Berkley Fleet Services recently sent out great information about the most common truck fires and what you as drivers can do to prevent these fires from occurring.
Under-inflated or flat tires:
Tire fires are commonly seen during summer months when heat is a factor. Tire fires are very difficult to extinguish and can flare up just when you think you have put it out.
The best way to avoid tire fires is prevention; do a thorough pre-trip inspection and don’t assume your tires are fully inflated, check them with a tire gauge. Re-check your tires when you stop and feel for excessive heat buildup and look for debris caught between your tires.
Hub or grease fires: These fires usually start as a result of a leaking hub (which a driver should catch during a pre-trip inspection). If you have a grease or oil fire around the hub, there is a good chance your tires will also catch on fire. Check often to ensure you don’t have any cracked or broken hubs.
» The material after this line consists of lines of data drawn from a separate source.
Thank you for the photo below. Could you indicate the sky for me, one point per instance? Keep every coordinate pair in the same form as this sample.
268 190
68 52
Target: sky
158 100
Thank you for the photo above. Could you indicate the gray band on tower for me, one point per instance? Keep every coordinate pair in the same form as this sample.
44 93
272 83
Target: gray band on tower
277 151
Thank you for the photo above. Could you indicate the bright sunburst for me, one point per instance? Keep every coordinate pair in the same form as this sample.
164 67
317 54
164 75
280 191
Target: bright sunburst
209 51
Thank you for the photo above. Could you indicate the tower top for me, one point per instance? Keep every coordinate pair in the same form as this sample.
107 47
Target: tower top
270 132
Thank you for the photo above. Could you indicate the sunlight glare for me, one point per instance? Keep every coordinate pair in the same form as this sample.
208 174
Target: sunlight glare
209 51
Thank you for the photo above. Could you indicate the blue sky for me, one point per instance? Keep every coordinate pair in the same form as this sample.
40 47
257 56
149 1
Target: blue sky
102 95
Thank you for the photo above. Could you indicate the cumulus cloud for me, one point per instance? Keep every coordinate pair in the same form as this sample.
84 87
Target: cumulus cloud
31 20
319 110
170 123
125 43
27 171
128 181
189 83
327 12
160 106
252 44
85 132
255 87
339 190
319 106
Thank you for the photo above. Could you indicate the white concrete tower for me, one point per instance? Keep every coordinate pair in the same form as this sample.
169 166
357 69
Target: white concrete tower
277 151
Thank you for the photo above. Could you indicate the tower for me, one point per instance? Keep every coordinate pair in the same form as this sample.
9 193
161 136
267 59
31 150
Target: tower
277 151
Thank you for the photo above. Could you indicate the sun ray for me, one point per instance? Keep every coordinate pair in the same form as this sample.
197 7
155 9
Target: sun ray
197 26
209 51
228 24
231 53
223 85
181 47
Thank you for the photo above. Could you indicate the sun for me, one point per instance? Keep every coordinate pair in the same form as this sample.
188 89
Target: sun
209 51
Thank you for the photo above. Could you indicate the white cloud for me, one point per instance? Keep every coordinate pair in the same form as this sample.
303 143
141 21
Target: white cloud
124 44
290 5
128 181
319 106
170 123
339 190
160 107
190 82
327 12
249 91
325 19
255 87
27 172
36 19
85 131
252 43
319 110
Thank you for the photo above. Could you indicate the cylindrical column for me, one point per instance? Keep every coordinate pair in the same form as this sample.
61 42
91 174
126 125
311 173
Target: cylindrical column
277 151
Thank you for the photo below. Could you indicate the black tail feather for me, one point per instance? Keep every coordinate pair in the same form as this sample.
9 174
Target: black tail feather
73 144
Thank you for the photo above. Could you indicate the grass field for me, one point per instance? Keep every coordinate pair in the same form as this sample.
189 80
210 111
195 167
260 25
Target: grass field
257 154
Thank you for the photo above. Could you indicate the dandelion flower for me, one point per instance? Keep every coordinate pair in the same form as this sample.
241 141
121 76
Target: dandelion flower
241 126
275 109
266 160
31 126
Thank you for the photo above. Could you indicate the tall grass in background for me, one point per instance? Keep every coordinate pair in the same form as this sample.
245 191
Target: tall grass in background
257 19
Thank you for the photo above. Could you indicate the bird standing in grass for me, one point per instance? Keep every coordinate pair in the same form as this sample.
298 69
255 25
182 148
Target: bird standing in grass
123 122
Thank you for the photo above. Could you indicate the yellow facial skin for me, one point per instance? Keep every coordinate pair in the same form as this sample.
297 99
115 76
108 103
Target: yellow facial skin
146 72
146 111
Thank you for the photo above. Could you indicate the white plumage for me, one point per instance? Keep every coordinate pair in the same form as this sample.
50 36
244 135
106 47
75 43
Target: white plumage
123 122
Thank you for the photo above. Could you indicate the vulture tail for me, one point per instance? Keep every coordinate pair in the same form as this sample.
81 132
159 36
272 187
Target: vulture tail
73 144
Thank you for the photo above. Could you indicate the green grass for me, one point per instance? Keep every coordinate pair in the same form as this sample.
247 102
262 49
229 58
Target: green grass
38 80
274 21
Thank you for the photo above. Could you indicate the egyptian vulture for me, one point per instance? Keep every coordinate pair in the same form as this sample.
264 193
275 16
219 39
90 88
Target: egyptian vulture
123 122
Brake fires: These are usually a result of traveling on a downgrade in too high of a gear. A higher gear will cause the truck to pick up speed and drivers will have to use their brakes more frequently to slow the truck down. To prevent brake fires, use a lower gear on a downgrade and apply a slow, steady pressure to the service brake. On and off the brake adds oxygen and creates a greater heat buildup, which can lead to a brake fire.
Cargo fires: Cargo fires will depend on the cargo carried, but make no mistake: EVERYTHING can burn. Know your cargo and know how it is loaded. Be on the watch for signs of smoke or the smell of burning. If you do have a fire break out in the cargo area, always call emergency services. If the fire is in the trailer, disconnect the tractor from the trailer if you can. This will reduce a total equipment loss to just the cargo and trailer.
The best fire prevention tip is to know how to use your fire extinguisher and check it every time you do a pre-trip inspection. Keep your own safety in mind. Your life is worth far more than your equipment or load.